В сталинском дискурсе не существовало специального термина для обозначения социальной мобильности, но сама идея была как нельзя более знакома советским гражданам 1930-х гг. Один тип траектории особенно часто описывался и предлагался в качестве образца для подражания. Это советская версия рассказов Горацио Элджера: молодой человек благодаря упорному труду и преданности делу революции пробивается наверх из рабочих или крестьян, партия помогает ему получить образование, и он становится представителем «новой советской интеллигенции», т. е. профессиональной и административной элиты{65}. Типичный пример — краткий очерк автобиографии, представленный начинающим молодым политиком П. С. Попковым, когда его кандидатура была выдвинута на выборы в Верховный Совет в 1938 г.: «Моя жизнь это жизнь рядового бойца партии Ленина-Сталина. Сын безземельного крестьянина-бедняка, я с 9-летнего возраста пошел в пастухи. Потом был чернорабочим, столяром, рабфаковцем, студентом. В 1937 году я стал инженером…»{66} Попков, крестьянский сын, несколько лет в юности трудившийся рабочим разных специальностей, прежде чем воспользоваться плодами «пролетарского выдвижения», был низкого классового происхождения, но к настоящему рабочему классу явно имел мало отношения. Его пролетарские корни вели к изобретенному классу 1920-х гг., а этот класс в конце 1930-х гг. претерпевал концептуальную эволюцию. Он становился воображаемым сообществом, существующим только в прошедшем времени, — тем местом, откуда люди происходят, но не тем, где они обитают в настоящий момент.

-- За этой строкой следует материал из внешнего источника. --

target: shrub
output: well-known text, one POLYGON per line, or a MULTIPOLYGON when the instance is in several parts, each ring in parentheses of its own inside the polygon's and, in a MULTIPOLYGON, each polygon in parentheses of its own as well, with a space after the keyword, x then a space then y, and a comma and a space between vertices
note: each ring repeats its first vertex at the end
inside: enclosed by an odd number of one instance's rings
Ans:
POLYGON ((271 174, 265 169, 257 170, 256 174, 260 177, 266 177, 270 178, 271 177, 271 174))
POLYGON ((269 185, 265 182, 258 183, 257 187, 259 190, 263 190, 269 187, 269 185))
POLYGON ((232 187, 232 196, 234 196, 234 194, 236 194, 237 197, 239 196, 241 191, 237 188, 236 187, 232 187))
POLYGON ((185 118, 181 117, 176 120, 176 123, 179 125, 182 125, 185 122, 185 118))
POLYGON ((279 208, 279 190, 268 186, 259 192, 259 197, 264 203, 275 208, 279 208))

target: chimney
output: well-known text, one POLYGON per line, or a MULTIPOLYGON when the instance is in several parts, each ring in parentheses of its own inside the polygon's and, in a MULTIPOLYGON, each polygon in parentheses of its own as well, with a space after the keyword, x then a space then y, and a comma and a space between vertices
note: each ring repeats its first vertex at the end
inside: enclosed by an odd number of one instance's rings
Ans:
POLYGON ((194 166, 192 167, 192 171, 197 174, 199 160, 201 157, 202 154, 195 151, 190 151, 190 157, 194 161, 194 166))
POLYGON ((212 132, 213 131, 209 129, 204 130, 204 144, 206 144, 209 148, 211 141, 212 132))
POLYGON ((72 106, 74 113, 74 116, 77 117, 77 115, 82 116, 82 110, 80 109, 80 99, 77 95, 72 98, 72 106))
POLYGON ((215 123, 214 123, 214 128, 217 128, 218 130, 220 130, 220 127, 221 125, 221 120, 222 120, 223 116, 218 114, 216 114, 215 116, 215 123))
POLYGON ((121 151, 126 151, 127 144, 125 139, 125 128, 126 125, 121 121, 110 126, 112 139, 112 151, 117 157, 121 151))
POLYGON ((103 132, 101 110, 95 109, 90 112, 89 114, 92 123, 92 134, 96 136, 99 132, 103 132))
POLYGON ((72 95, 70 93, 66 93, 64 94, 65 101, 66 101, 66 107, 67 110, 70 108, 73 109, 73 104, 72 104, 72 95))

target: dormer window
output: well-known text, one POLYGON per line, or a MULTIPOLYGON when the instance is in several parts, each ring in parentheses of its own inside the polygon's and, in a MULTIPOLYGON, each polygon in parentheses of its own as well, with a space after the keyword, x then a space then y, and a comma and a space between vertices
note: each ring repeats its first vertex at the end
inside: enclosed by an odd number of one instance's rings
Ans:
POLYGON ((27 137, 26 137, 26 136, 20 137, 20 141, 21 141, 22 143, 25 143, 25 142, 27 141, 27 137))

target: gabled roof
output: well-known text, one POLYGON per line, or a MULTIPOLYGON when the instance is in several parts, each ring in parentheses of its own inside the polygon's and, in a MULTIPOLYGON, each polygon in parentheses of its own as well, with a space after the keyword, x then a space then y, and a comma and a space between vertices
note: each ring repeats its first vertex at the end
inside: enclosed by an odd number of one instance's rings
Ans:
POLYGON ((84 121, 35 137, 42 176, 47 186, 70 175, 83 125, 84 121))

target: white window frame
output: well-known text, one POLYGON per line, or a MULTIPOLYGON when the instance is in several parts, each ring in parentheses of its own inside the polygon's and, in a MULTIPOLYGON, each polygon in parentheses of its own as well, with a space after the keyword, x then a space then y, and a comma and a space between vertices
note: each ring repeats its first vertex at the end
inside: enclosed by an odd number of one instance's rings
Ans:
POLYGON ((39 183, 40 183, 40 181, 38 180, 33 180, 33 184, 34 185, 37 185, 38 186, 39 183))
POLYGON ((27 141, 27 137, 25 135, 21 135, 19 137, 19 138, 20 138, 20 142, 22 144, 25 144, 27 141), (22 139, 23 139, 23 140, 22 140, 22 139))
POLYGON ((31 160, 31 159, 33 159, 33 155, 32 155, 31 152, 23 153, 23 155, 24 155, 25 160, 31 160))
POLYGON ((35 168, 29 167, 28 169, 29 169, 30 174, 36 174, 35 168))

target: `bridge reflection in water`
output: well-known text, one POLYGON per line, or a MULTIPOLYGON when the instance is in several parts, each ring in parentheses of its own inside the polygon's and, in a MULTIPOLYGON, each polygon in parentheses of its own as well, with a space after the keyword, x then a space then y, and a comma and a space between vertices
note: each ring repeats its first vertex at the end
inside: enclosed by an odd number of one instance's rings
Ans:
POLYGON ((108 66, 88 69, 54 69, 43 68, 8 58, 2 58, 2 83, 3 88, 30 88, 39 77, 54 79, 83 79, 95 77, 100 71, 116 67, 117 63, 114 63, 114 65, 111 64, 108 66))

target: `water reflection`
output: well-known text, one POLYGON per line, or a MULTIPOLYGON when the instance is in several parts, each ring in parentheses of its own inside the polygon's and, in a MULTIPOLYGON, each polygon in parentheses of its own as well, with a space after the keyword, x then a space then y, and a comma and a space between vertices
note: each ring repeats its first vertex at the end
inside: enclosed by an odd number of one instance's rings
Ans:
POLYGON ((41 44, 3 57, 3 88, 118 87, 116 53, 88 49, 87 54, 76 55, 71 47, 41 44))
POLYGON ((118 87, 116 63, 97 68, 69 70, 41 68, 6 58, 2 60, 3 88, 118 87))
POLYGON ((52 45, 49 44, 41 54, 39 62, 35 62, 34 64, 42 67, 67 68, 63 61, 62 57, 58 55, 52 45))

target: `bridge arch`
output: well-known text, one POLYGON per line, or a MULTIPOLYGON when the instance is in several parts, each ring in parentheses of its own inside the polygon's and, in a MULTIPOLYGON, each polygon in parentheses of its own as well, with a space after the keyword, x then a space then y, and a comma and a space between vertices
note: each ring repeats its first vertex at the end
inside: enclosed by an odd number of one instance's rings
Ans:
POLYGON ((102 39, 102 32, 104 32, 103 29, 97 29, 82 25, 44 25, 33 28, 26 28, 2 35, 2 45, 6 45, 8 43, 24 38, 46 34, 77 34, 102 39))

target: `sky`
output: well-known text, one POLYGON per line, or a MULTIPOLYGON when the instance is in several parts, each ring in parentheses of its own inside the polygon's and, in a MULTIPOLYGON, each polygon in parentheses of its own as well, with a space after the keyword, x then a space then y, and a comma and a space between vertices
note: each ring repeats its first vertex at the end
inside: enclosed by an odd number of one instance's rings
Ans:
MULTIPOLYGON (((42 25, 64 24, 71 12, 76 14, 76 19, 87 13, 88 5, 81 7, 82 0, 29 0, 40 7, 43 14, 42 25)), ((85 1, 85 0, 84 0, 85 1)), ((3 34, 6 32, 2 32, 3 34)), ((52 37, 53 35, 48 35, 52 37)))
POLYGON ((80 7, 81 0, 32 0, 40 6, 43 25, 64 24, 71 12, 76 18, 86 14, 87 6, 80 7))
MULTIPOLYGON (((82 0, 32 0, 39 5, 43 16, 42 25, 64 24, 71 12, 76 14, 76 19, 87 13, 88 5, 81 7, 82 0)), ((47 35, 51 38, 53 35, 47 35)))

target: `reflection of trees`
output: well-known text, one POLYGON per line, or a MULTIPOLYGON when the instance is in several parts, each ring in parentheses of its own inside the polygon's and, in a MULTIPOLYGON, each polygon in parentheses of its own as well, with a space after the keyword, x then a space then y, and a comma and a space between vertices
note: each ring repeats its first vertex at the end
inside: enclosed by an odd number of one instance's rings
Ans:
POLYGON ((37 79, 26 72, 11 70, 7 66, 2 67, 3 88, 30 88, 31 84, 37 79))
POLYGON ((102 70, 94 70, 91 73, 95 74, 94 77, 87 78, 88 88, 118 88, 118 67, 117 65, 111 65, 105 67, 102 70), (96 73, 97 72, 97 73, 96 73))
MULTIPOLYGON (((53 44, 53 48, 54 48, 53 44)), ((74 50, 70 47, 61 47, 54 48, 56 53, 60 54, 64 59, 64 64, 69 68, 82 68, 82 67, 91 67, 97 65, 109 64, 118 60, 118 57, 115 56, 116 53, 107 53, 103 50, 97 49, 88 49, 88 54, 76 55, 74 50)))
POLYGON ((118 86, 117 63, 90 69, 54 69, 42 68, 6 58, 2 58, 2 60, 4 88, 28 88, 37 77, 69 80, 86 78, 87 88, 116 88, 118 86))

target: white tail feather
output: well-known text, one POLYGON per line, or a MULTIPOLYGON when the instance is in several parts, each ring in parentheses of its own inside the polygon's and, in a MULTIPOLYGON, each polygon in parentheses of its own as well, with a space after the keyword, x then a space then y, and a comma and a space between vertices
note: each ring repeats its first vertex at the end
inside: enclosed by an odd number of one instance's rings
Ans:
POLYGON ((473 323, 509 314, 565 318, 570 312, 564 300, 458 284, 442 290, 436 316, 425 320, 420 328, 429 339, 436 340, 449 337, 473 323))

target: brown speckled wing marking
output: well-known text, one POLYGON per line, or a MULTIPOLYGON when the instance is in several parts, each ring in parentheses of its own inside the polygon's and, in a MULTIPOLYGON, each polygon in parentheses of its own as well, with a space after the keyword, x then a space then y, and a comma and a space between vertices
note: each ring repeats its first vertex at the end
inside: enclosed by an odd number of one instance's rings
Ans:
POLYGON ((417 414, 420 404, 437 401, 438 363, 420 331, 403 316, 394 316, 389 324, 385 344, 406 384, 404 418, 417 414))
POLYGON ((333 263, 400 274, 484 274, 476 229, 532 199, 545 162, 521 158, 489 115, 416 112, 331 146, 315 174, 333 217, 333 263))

Не все из траекторий между «тогда» и «теперь» были так удачны, как попковская. По второму пути, часто привлекавшему внимание в 1930-е гг., двигался внешне безобидный советский гражданин, как правило служащий или рабочий, который успешно скрывал «чуждое» происхождение. С юридической точки зрения такие люди всегда имели право на труд, а с 1936 г. — даже избирательное право. На практике, однако, когда их обнаруживали, их присутствие среди работников почти неизменно оказывалось нежелательным, а их попыткам «прикинуться» нормальными гражданами давалось зловещее истолкование.

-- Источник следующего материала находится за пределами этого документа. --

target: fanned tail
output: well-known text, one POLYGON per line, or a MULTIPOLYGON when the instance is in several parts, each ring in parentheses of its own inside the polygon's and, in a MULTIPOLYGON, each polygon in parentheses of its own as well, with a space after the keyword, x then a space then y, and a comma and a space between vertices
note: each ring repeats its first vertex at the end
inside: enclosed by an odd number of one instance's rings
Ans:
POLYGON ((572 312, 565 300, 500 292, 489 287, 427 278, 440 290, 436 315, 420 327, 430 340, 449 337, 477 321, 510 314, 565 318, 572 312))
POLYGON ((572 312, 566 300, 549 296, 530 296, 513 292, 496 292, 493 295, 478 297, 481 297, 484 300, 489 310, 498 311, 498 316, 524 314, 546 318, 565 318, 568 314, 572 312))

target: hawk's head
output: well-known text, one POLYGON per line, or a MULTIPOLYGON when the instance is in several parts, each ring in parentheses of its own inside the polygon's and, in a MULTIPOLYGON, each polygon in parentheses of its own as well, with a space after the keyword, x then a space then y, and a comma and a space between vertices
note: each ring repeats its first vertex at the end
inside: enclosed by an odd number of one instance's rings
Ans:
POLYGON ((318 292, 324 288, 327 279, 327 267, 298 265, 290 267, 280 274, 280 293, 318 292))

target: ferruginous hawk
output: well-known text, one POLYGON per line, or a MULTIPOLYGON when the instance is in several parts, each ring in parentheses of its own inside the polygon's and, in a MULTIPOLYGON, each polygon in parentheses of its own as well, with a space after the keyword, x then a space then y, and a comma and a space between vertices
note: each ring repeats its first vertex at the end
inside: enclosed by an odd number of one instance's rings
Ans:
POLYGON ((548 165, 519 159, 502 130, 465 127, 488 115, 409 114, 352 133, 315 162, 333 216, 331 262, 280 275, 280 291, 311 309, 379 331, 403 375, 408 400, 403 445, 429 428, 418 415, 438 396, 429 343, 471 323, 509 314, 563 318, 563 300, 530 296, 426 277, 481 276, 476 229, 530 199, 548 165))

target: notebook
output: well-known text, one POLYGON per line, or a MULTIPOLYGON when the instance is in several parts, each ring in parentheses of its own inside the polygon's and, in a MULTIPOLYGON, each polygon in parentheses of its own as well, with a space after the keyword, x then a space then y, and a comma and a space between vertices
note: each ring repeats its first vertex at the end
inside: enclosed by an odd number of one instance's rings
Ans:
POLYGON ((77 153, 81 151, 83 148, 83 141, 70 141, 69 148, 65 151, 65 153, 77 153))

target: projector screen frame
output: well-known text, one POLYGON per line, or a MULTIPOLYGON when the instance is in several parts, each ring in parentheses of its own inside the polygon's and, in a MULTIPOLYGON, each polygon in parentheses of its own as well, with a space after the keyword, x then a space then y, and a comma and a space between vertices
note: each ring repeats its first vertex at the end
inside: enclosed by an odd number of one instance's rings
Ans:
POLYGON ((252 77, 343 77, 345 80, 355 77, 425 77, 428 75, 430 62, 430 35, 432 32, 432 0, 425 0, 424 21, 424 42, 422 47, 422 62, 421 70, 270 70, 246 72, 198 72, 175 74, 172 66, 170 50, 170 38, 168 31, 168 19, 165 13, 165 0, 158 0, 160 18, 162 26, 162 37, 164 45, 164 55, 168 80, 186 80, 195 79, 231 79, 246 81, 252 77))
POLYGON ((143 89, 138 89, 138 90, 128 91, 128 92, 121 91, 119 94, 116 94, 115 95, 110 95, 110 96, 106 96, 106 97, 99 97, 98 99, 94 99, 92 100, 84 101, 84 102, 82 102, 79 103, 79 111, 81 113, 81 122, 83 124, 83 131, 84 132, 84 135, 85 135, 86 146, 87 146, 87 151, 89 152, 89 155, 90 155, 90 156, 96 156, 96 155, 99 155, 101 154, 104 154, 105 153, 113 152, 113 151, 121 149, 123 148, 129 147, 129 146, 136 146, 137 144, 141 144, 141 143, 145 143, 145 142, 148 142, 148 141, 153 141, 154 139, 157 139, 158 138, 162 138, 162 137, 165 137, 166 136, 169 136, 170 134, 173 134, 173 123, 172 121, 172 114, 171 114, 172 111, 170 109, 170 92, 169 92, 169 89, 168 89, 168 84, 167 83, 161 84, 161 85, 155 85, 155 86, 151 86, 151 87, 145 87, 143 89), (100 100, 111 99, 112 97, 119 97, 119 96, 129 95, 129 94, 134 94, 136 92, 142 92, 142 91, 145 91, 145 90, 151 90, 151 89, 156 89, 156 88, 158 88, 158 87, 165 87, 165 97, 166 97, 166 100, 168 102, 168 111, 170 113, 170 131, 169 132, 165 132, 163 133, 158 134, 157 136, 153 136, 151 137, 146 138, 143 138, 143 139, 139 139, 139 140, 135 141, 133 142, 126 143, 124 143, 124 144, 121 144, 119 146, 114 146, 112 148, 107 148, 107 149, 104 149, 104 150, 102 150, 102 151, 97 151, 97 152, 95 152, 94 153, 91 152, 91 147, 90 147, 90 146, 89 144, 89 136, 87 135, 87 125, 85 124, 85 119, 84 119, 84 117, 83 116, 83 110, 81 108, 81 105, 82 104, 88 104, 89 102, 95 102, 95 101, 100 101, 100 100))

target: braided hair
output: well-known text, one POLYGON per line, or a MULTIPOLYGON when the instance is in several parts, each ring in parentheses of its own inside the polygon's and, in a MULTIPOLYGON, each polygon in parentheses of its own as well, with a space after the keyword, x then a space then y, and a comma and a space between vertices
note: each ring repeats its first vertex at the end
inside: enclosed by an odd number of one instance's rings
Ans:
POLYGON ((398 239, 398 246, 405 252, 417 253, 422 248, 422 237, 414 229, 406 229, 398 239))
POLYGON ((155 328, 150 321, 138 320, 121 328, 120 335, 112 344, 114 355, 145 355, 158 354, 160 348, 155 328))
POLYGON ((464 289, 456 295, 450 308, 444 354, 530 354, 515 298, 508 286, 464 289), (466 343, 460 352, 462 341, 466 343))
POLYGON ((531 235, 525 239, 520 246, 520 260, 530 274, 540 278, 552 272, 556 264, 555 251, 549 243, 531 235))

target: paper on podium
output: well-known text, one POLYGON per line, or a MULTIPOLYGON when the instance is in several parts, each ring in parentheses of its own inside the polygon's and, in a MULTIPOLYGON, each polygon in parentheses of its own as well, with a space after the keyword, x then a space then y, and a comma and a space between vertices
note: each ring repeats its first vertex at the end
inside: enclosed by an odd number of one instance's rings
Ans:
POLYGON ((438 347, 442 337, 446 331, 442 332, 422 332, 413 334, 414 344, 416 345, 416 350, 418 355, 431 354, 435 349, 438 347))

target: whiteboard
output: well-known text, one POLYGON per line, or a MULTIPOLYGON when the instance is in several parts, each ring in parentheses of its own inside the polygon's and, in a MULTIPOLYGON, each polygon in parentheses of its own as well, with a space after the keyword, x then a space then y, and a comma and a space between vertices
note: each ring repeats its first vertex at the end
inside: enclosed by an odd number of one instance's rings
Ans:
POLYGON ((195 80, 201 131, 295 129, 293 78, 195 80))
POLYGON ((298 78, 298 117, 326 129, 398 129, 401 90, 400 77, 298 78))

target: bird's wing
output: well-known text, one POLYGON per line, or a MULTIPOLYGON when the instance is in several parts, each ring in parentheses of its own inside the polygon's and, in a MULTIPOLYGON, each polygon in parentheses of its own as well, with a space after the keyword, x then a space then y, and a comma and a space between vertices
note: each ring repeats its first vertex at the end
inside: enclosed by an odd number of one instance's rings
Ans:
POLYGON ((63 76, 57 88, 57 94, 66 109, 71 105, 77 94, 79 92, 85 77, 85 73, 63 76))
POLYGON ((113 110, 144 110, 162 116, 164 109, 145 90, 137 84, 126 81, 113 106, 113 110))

Под «чуждым» происхождением подобных лиц, конечно, имелась в виду изобретенная в 1920-е гг. буржуазия. Этот класс, так же как и его антипод — изобретенный пролетариат, переживал эволюцию. Но его эволюция была другой: вместо того чтобы быть придуманным в новой форме, он действительно совершал переход от воображаемого к реальному. Часть первоначально изобретенной буржуазии в 1920-е гг. откололась и приняла конкретную форму в лице «бывших» (людей, утративших прежний привилегированный статус в результате революции) и лишенцев (людей, которых лишили избирательных прав как социально чуждых). В 1930-е гг. то же самое произошло с крестьянами, экспроприированными в качестве кулаков во время коллективизации и образовавшими новый социальный класс раскулаченных.

Это один из самых интересных примеров изобретения классов в Советском Союзе, поскольку его можно рассматривать как вторую попытку изобрести класс кулаков, после того как первая попытка не сумела завоевать общее признание. Понятие кулацкого крестьянского класса, для которого характерны эксплуататорские отношения с другими крестьянами, очень привлекало коммунистов в 1920-е гг. Крестьян, однако, было нелегко убедить в существовании подобного класса в их среде, а партийные работники часто затруднялись определить критерии, указывающие на кулака, или сказать точно, какие именно крестьяне в том или ином сообществе таковым критериям соответствуют. Раскулачивание полностью покончило с неопределенностью. Раньше еще возможно было спорить, является ли некий крестьянин, имеющий двух коров, сад и дядю-торговца в соседнем городе, кулаком или нет. Но после официального раскулачивания дальнейшие споры о его статусе не имели смысла: он становился раскулаченным — т. е. по определению бывшим кулаком. Таким образом, ликвидацию кулачества как класса в Советском Союзе можно рассматривать как последний и решительный шаг в деле изобретения этого класса.